I see several patients each year with mild urinary abnormalities – microscopic hematuria, sub-nephrotic albuminuria and normal renal function. What should one do with these patients? Truthfully, what I do is recommend fish oil, angiotensin blockade and a strategy of aggressively managing the blood pressure. In patients with mild renal insufficiency (Scr ≈1.5 mg/dL) I tend to treat the patient with steroids. But what if I decided not to treat this patient? How would they do?
A study by Guteirrz and colleagues in JASN, in the current issue, provides insights from long-term follow up in patients with biopsy proven IgA nephropathy with minimal urinary abnormalities. These investigators followed 141 Caucasian patients at 8 Spanish centers with biopsy proven IgA nephropathy with minor urinary abnormalites. Mean age was 23.7 years, nearly 64% were male, mean serum creatinine was 0.8 mg/dL. The mean proteinuria was 0.2 g/day, 100% had microhematuria.
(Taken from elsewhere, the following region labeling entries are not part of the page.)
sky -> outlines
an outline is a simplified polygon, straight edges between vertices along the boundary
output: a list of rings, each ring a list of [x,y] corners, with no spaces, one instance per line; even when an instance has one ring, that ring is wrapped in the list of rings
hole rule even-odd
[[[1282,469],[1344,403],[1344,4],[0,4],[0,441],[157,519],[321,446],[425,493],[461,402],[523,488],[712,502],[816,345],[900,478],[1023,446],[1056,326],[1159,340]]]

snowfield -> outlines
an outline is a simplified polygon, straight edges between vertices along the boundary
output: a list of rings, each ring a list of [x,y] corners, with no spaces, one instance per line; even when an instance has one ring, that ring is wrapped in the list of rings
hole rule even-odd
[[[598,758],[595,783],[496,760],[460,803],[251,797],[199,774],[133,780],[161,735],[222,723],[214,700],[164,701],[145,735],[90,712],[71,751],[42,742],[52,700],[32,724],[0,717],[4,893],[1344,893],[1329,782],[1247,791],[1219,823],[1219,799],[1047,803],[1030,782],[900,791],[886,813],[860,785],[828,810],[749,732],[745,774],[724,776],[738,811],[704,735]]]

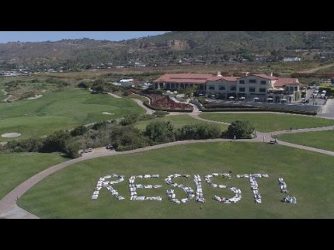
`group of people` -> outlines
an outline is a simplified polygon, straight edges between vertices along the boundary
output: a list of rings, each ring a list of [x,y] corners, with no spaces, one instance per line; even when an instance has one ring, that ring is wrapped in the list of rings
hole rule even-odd
[[[143,185],[143,184],[134,184],[134,180],[136,178],[159,178],[159,174],[145,174],[144,176],[138,175],[134,176],[131,176],[129,179],[129,189],[130,190],[130,200],[131,201],[161,201],[162,198],[160,196],[157,197],[145,197],[145,196],[138,196],[137,189],[141,188],[161,188],[162,185]]]
[[[256,178],[268,178],[269,175],[267,174],[237,174],[237,178],[249,178],[249,181],[250,182],[250,189],[253,191],[254,194],[254,199],[257,204],[262,202],[261,199],[261,195],[259,193],[259,185],[256,181]]]
[[[118,178],[118,180],[114,181],[106,181],[105,180],[110,178]],[[97,181],[94,192],[92,195],[92,199],[97,199],[99,197],[100,190],[102,188],[106,188],[112,195],[113,195],[119,201],[125,199],[125,198],[118,194],[116,190],[113,188],[112,185],[124,181],[124,176],[113,174],[112,175],[101,177]]]
[[[278,178],[278,184],[280,185],[281,192],[289,192],[287,189],[287,184],[284,182],[284,179],[283,178]]]

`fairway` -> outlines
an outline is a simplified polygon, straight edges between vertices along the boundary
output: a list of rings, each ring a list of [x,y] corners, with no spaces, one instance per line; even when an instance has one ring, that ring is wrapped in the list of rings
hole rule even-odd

Median follow-up was for 108 months (yes that’s over 9 years!). 32% had mesangial proliferation on renal biopsy. No patient received immunosuppressants, corticosteroids or fish oil. Nearly 42% of patuients received an angiotensin blocker.
The results are striking:
- Only 3.5% of patients had a >50% increase in serum creatinine; doubling of serum creatinine in only 1 of 141 patients. No patients developed ESRD.
- Proteinuria of >0.5 g/24h developed in only ≈15% of patients. At the end of follow-up median proteinuria was 0.1 g/24 h (0.0-0.4 g/24h) and 29% of patients had negative proteinuria.
- Hypertension was present at baseline in ≈16% and in ≈21% at the end of follow-up.
The conclusions were:
- Long-term outcome in patients with IgA nephropathy with normal kidney function and minimal or negative proteinuria is not a progressive disease, at least in Caucasian patients.
- Approximately 37.5% of patient’s had a clinical remission (defined as dissapearance of microhematuria and proteinuria (<0.2 g/24h) with normal renal function and normal blood pressure. Patients who remitted tended to have lower proteinuria and were non-smokers at presentation.